What Is a Parlay Bet?
A parlay (also called an accumulator or multi-bet) combines two or more individual bets into one wager. All selections must win for the parlay to pay out. If even one leg loses, the entire parlay loses.
The appeal of parlays is the multiplied payout. Each winning leg's odds compound on top of the previous one, creating much larger potential returns from a small stake. A $10 three-leg parlay at standard −110 odds per leg pays about $60.

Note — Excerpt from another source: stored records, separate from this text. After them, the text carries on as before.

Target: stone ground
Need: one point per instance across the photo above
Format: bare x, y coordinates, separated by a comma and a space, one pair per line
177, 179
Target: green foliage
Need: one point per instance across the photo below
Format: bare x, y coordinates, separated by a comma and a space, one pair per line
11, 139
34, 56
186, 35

How Parlay Odds Are Calculated
Parlay odds are calculated by converting each leg to decimal format and multiplying them together.
Example: 3-leg parlay
• Leg 1: −110 → 1.909 decimal
• Leg 2: −110 → 1.909 decimal
• Leg 3: +150 → 2.500 decimal
Combined odds: 1.909 × 1.909 × 2.500 = 9.11 decimal (+811 American)
A $10 bet at 9.11 returns $91.10 total ($81.10 profit).

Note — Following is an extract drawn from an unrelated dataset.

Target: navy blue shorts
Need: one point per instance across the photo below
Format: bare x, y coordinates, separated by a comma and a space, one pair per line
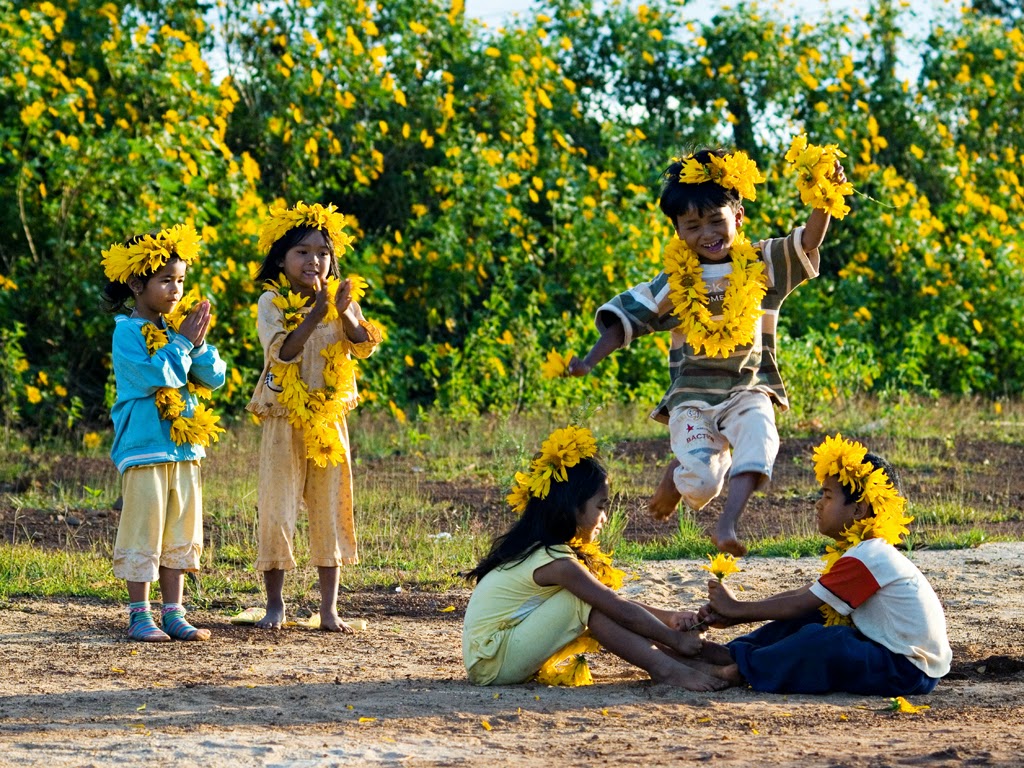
802, 655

Use our free parlay calculator to compute this automatically for any number of legs and any odds format.
Types of Parlays
Standard parlay: All legs must win. Most common type.
Same-game parlay (SGP): All legs come from the same game (e.g., player props + spread + total for one NBA game). SGPs are hugely popular but carry correlated risk.
Teaser: A special parlay where you get extra points on spreads/totals but at reduced odds. Common in NFL betting.
Round robin: A set of smaller parlays derived from a larger group of selections. Provides partial insurance — you can win some combinations even if a few legs lose.
The Math Behind Parlays
Here's the reality: parlays have a higher house edge than straight bets. A 3-leg parlay at −110 each has a true probability of about 12.5% of winning, but the payout implies a 10.98% chance. The gap is the sportsbook's edge.
This edge compounds with each added leg. A 2-leg parlay at −110 has about a 4.5% house edge. A 5-leg parlay at −110 has about an 11% edge. The more legs you add, the more you pay in compounded juice.
When Parlays Make Sense
1. Correlated outcomes. If two outcomes are genuinely linked (e.g., a team winning AND the game going Over because their offense drives both), a parlay captures extra value the book may not fully price in.
2. Small-stake entertainment. A $5 parlay on Sunday NFL games can make an entire day of football exciting for the cost of a coffee.
3. Sharp legs only. If you've identified two strong bets with edge, combining them into a parlay maximizes your return per dollar risked — as long as both truly have positive expected value.
4. Keep it short. 2-3 leg parlays offer a good balance of payout boost vs. realistic win probability. Avoid 8+ leg parlays unless you're purely for entertainment.